Quarterback Terrelle Pryor needs to rebound from his panicky showing against the Kansas City Chiefs before the Raiders' bye week. Pryor was under tremendous pressure as the Raiders' offensive line collapsed against the Chiefs' pass rush, but he also made it worse by trying to do too much, reverting to the erratic play that kept him on the bench earlier.
Pryor is much better than that. He showed in earlier games that he can play under control and be an effective quarterback. He needs to go back to that, starting Sunday against the Pittsburgh Steelers at O.co Coliseum.
Offensive coordinator Greg Olson needs to get fullback Marcel Reece involved. Reece has been a great weapon in the recent past because, with his speed, he can be either an effective runner or a great target for deep passes coming out of the backfield, but he's hardly been a factor this year.

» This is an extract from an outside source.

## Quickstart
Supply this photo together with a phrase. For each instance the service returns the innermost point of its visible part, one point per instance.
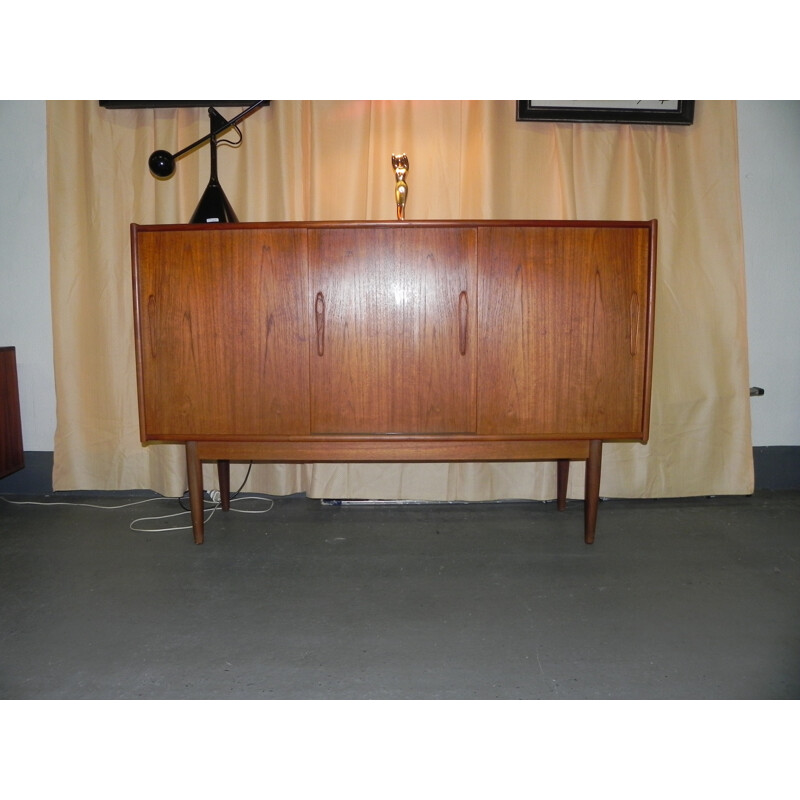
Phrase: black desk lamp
(213, 205)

The offensive line is still a work in progress but everything went wrong in the Kansas City loss, with two linemen lost to injury. So much of offensive line play is teamwork, and that suffers greatly with injuries. A healthy O-line working together should be a big improvement.

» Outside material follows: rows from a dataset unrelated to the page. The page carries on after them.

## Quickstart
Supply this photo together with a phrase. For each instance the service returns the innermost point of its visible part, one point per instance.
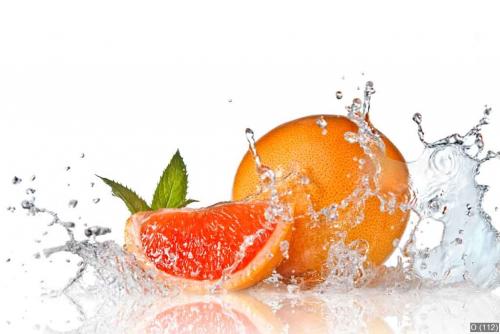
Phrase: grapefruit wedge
(229, 245)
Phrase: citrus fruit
(229, 244)
(332, 165)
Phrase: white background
(128, 83)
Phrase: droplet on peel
(322, 124)
(350, 137)
(395, 242)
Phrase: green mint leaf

The best part of the Raiders this season has been the young defense, playing hard all the way, a welcome change from overpaid, underproducing veterans like Richard Seymour and Tommy Kelly. The pass rush has been strong all season.
Everybody knows that Al Davis left behind a mess when he died. The salary structure was totally out of whack, and the Raiders had serious salary cap problems. General manager Reggie McKenzie had to dump players, some of them good, most not, just to get the salary structure under control and to meet the demands of the salary cap.
That seems obvious, but the media criticism of McKenzie and second-year coach Dennis Allen has been unrelenting.
Perhaps I'd be the same but I remember that Bill Walsh was 2-14 in his first season and just 6-10 in his second season because he inherited a terrible team. In his third season, the 49ers won a Super Bowl, and Walsh won two more and built the team that won a fourth Super Bowl. Jimmy Johnson was 1-15 in his first year as Dallas Cowboys coach, but followed with three Super Bowl champions in four years.
I'm not expecting McKenzie and Allen to win a string of Super Bowls, but I think they'll put out good teams. Give them a chance.
Overall, I like what McKenzie has done, and I think Allen has been learning on the job, too. McKenzie's one misstep was signing quarterback Matt Flynn, but he cut his losses and dropped Flynn early this season. I wish Davis had pulled the plug on JaMarcus Russell that quickly.
The Raiders have a favorable upcoming schedule, with five straight games against teams with losing records. They won't be in the playoffs, but they're on the way back. Next year should be the breakout year and, hopefully, the end of the media negativity.